“Some came shuffling tearfully in their carpet slippers, still wearing aprons and their morning curlers.”
“There they stood, desolate in the golden sunshine, their faces blank with the dread of disaster.”
“Smoke from the holocaust down below seeped from the shaft past the two great pit-head wheels turning ceaselessly in vain attempts at rescue.”
“They had probably been dead, these miners of Aunchengeich, long before the womenfolk arrived.”
“But still the women came and waited, agonised by fear and hope, while the dandelion seeds swirled off the grass-grown railway embankment and the fumes of death spread high over the surrounding fields.”

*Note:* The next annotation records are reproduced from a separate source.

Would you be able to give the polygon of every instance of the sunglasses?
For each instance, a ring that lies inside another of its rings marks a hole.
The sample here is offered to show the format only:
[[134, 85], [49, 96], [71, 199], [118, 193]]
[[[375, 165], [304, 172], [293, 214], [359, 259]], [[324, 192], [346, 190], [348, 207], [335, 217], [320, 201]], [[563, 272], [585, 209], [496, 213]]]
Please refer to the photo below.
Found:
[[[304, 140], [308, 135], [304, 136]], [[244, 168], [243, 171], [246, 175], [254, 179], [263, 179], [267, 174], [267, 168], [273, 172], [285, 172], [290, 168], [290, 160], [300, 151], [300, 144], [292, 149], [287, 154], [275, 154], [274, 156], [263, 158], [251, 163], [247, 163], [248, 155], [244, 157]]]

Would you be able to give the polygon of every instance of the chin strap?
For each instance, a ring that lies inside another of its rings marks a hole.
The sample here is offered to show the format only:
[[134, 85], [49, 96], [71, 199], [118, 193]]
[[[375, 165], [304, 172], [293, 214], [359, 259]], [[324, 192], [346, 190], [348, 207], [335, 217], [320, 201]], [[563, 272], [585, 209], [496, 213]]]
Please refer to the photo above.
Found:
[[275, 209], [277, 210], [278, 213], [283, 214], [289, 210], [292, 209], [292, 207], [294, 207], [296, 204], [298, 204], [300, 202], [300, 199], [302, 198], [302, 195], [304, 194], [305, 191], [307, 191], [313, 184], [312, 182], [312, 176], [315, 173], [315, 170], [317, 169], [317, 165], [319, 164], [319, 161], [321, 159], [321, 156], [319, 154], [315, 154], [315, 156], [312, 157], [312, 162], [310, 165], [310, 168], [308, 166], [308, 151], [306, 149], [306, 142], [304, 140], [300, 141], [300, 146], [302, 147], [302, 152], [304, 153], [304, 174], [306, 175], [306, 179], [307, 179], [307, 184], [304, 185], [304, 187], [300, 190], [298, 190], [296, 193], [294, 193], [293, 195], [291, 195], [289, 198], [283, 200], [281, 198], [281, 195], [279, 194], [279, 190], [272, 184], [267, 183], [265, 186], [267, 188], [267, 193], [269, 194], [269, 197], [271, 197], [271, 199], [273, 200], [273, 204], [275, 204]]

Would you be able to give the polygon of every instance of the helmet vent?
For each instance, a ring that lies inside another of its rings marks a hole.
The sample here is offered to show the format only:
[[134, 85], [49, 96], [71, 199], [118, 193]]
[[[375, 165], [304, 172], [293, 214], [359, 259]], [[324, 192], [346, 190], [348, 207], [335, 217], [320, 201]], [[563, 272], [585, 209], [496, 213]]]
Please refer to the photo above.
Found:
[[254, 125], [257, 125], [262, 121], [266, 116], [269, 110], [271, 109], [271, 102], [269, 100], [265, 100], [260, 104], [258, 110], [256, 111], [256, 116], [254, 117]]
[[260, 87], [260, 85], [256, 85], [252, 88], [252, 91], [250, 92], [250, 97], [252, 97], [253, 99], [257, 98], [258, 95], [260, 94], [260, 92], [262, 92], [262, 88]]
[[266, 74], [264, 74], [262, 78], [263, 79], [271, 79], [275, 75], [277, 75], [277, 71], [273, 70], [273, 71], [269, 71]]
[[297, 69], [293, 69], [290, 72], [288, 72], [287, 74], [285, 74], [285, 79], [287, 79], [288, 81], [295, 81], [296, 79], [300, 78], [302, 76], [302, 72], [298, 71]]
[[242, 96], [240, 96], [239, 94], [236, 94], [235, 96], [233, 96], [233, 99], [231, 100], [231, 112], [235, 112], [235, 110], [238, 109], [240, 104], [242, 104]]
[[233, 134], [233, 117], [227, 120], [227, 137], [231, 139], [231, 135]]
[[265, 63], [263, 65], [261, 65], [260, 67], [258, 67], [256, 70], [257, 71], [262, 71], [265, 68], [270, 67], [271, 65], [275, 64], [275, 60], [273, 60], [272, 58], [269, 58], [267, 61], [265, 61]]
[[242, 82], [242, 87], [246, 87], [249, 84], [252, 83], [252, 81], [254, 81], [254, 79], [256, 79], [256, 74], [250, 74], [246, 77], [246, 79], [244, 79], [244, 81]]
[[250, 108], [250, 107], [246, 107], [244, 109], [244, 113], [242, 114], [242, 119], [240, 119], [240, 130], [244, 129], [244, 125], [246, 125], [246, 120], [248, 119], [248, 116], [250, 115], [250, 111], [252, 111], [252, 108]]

“And still the crowd grew - this astonishingly disciplined crowd of mining women who felt their widowhood before they knew it.”
“No other community, one feels, could show such iron self control, such patience in this long wait.”
“At most the long-submerged resentment at the mine would well up to the surface - a woman muttering bitterly:”
“They shouldn’t let them down the pit. It’s only fit for rats.”
But no-one screamed or wailed or had hysterics. Occasionally a short spasm of tears would shake a bowed pair of shoulders.
Like all mining communities, the womenfolk had been daily steeled for eventualities like this and they took it with the typical stoicism of their breed. But that did not make the pain any the less hurtful to bear.